Meaning in the mind of the culture, and in many places in the world, has become incredibly subjective. Many say that meaning is made by the reader, not the author. You may read the text, or hear a speaker, and find “your truth” from this. However, as David Steinmertz asserts, “indeed, contemporary debunking of the author and author’s explicit intentions has proceeded at such a pace that it seems at times as if literary criticism has become a jolly game of ripping out an author’s shirt-tail and setting fire to it.” Authors write pieces of literature not so the reader can find their own truth, but in order to communicate something. By their lexical choices in the words they use or do not use, an author is communicating his mind in the way he sees fit. In the case of the Bible, there are two authors; the human, and the Divine. In reading our Bibles Christians are not reading in order to find their own new meaning, but to learn what the author intended with the words he used, and what God intends for His people in the fullness of the canon.
The Goal and Purpose of Biblical Hermeneutics
Hermeneutics is a ten-dollar word which means, “biblical interpretation.” God has given His word to His people throughout all of history. From what Moses wrote in the Pentateuch, to what John wrote in Revelation, it is inspired so that, “the man of God may be complete” (ESV). The purpose of biblical interpretation is in order that the people of God may know and understand what their God has said. The Christian ought to pick up their copy of the text to find joy in it, so they may find joy in the God it reveals. The purpose is linked to the goal. The purpose is to learn what God has to say and find joy there. The goal is to be, “like a tree firmly planted by streams of water, which yields fruit in its season and its leaf does not wither; and in whatever he does he prospers” (Psalm 1:3, NASB). That is, to be rooted and built up in the truth of God’s word.
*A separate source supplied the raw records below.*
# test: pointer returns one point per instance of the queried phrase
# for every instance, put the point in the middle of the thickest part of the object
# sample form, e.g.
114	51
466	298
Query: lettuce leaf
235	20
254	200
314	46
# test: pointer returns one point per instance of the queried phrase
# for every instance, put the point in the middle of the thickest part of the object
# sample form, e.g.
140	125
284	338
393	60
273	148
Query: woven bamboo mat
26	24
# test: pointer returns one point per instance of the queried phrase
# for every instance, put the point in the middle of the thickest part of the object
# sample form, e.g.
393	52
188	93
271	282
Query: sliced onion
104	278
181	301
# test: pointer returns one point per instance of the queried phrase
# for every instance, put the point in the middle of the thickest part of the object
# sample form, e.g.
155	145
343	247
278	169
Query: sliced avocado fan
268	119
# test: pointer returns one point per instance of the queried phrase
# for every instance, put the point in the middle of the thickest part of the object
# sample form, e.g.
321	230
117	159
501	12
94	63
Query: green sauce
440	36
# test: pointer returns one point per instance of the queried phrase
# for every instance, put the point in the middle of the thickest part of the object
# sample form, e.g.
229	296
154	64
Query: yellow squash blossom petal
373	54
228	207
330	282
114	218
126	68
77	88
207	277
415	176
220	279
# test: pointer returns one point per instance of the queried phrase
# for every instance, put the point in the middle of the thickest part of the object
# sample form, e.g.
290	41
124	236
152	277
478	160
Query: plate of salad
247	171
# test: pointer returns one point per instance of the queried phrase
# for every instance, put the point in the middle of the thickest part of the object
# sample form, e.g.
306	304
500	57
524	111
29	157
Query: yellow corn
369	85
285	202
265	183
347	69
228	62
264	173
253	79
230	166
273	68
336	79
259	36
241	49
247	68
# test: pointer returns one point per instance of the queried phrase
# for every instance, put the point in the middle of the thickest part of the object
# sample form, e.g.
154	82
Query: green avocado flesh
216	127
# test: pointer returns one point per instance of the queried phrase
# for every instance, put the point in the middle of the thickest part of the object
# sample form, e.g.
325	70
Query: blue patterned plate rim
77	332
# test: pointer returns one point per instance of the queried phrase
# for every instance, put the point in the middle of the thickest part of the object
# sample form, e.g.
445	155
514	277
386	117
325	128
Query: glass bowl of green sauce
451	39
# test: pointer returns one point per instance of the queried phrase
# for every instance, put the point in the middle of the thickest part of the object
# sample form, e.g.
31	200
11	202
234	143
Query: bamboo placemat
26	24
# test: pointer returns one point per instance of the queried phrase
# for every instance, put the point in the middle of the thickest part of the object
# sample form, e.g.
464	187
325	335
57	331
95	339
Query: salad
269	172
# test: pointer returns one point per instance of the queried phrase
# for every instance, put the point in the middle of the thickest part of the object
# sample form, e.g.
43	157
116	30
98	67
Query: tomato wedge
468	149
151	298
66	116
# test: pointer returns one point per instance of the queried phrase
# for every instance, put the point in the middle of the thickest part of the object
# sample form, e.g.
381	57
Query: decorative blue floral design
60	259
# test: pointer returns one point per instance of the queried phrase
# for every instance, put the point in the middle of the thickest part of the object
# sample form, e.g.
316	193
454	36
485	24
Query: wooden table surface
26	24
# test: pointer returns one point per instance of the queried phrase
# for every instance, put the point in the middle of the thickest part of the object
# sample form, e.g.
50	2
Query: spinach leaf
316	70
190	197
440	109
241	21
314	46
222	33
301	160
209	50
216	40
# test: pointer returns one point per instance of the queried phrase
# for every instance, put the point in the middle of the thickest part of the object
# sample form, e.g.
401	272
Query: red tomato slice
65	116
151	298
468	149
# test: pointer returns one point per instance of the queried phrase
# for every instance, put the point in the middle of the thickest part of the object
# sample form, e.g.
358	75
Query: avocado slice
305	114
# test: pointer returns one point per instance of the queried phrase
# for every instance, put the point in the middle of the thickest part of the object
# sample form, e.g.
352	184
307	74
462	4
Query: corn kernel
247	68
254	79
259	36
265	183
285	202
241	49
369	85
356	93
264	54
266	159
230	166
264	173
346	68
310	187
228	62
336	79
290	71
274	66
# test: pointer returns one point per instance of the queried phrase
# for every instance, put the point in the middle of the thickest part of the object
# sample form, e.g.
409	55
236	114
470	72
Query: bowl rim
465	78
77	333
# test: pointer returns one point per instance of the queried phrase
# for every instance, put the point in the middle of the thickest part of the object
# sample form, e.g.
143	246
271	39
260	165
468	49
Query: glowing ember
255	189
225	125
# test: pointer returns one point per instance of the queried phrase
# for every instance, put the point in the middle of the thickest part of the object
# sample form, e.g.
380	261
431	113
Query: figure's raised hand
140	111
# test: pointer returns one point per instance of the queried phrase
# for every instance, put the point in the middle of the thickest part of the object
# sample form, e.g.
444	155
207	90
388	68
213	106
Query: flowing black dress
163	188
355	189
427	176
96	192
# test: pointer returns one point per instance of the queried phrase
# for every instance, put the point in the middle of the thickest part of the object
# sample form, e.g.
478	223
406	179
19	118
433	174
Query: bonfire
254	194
There are many gaps that stand between the mind of the modern reader and the intention of the ancient authors. Here I will focus on three main gaps, the cultural gap, the language gap, and the appropriation gap. The cultural gap has to do with the types of stories where the modern reader is left scratching their heads about what in the world is going on. As modern people this is often experienced when we read the Old Testament. Sometimes we get so confused that we become functional Marcions and do not even bother to read what God revealed in the Old Testament. It is hard in some portion to understand what is going on. Why, in Judges 11:37 does Jephtah’s daughter need to go up into the mountains, and mourn because she will die as a virgin? To the modern reader, that is weird. It is okay to admit that something we read is weird, but do not stop there. Dig, read a commentary. What was life like back then? Why did the author include this?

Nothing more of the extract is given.